As professional advisors, you should know there are significant updates to:

  1. Restrictions on deductions for contributions to DAFs not within a community foundation

The bill defines “unqualified” and “qualified” DAFs, stating that a “qualified DAF” is one with a written agreement in place that requires the donor’s advisory privilege for any contribution to the DAF to terminate within 14 years following the year of the contribution. To receive a deduction, the donor must—at the time of the contribution—identify a preferred organization that will receive the final balance of the funds upon the termination of the DAF.

If contributions are made to an “unqualified DAF,” four restrictions apply:

  • For any non-cash contributions, a donor cannot claim the deduction until the sponsoring organization sells the contributed asset for cash and makes a qualifying distribution.
  • For any contribution, a donor cannot claim the deduction until the taxable year in which the sponsoring organization makes a qualifying distribution (or the proceeds from the sale of such contribution). This distribution cannot be made to another DAF and distributions would be treated as made from contributions (and earnings) on a first-in, first-out basis.
  • The amount of the deduction would be limited to the amount of the corresponding qualifying distribution.
  • Contributions must be distributed within 50 years of the donation, or an excise tax will be imposed on the sponsoring organization—essentially eliminating successor advisors.

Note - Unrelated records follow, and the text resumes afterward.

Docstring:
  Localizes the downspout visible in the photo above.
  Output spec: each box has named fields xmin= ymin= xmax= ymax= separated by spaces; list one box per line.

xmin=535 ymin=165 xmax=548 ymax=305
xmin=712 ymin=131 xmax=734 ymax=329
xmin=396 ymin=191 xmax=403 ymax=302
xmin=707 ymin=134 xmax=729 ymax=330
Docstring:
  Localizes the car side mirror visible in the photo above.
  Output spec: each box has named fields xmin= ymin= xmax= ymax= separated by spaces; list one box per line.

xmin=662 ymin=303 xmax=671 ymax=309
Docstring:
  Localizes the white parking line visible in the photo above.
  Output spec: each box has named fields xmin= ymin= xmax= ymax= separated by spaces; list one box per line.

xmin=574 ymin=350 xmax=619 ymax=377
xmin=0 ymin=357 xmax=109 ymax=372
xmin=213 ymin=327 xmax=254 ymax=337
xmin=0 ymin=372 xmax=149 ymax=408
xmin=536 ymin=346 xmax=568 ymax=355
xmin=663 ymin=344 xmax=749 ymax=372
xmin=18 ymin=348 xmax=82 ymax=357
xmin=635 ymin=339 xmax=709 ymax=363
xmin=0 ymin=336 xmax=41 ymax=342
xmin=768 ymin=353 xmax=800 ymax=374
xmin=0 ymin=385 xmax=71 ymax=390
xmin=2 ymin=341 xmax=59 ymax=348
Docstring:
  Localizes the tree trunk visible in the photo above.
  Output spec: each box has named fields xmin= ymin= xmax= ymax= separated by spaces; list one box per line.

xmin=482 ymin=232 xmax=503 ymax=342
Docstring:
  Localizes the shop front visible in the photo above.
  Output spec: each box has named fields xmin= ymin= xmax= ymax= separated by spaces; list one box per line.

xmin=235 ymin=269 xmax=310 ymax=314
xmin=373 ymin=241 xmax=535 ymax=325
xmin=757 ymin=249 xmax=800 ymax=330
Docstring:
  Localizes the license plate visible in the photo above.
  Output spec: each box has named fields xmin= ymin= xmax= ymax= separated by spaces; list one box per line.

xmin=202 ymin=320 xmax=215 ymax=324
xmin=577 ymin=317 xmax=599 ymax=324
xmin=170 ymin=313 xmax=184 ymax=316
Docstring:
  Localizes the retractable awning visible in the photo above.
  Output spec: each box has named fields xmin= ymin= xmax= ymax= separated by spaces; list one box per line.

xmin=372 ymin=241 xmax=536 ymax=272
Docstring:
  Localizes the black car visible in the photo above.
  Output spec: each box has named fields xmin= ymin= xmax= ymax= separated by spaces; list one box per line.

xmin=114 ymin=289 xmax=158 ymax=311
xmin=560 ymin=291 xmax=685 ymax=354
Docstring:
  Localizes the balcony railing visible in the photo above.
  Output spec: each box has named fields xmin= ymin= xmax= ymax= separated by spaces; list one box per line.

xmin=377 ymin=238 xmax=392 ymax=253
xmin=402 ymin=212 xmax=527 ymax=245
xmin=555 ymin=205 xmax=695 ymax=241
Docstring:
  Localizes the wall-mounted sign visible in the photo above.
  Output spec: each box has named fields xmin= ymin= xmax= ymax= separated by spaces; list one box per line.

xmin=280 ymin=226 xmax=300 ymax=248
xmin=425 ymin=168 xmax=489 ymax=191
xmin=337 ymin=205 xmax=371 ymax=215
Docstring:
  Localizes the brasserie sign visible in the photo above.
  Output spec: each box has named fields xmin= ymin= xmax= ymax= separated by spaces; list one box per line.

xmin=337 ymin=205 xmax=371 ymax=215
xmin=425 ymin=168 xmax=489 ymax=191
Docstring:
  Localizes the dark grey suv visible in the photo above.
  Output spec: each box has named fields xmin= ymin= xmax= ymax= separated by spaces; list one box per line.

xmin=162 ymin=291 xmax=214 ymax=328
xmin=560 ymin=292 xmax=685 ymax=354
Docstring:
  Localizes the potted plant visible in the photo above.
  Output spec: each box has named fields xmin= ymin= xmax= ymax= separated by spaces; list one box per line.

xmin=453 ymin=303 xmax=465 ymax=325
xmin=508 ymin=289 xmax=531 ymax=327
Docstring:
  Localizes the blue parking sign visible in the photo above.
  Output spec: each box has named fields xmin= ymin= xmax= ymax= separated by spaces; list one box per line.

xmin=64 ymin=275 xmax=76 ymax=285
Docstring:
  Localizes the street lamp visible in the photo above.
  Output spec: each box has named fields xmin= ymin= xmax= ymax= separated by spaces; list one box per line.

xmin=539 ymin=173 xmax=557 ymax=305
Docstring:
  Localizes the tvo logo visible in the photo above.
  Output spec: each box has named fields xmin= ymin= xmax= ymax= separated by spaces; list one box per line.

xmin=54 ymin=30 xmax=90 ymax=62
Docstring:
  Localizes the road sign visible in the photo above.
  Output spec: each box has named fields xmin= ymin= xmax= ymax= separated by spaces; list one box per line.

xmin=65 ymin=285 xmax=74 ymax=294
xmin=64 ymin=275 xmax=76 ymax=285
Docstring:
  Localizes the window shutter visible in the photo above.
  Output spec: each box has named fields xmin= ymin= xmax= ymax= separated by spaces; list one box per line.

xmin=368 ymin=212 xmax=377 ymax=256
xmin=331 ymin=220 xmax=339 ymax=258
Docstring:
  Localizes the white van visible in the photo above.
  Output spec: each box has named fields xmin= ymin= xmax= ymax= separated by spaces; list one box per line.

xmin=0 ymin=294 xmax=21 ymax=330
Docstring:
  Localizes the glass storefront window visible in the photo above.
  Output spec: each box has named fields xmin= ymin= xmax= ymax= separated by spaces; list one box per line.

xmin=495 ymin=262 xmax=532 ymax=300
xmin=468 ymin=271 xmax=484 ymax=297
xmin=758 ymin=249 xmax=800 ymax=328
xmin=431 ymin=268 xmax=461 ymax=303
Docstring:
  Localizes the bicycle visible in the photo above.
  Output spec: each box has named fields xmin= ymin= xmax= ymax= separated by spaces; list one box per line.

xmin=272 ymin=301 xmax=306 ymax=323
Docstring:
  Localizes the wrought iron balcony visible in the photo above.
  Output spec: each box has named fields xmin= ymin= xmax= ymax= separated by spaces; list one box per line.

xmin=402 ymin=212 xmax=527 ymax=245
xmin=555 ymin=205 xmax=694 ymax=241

Contributions of non-publicly traded assets: No deduction would be allowed for the contribution of non-publicly traded assets to a “qualified DAF” or a “qualified community foundation DAF” until the sponsoring organization sells the asset. The deduction would be limited to the amount of the proceeds and credited to the account of the fund identified with the donor.

  1. Restrictions on DAFs within a community foundation:
  • The bill defines a “qualified community foundation” which ensures all community foundations in the State of Indiana qualify.
  • Maximum Value of Advisory Privileges states that no individual with advisory privileges with respect to the DAF can have advisory privileges with on more than $1M, in the aggregate, held across DAFs sponsored by a community foundation.
  • The DAF must be established under a written agreement that requires qualifying distributions of at least 5% of the value of the DAF’s assets in each calendar year, similar to current private foundation regulations.
  1. Private foundation restrictions:
  • The bill would not allow private foundations to count payment to family members as administrators of their private foundation as qualifying distributions. However, it does include an exception for administrative expenses paid to foundation managers who are not family members.
  • The bill prohibits a distribution made to a DAF from being treated as part of the annual 5% payout (unless the DAF makes a qualifying distribution in the same year). Certain reporting requirements would also be required.
  • The bill exempts a private foundation that makes a significant qualifying distribution of 7% or more of the private foundation’s assets (other than its direct-use assets) from the excise tax for that taxable year.
  • A limited-duration private foundation as defined by the bill is a private foundation which, at the time of its establishment:
    • Has a duration specified in its governing documents of not more than 25 years; and
    • Makes no distributions to other private foundations which share a disqualified person in common
    • A recapture tax would apply if a private foundation initially meets these requirements at the time it is established but then later fails to meet the requirements at a later date.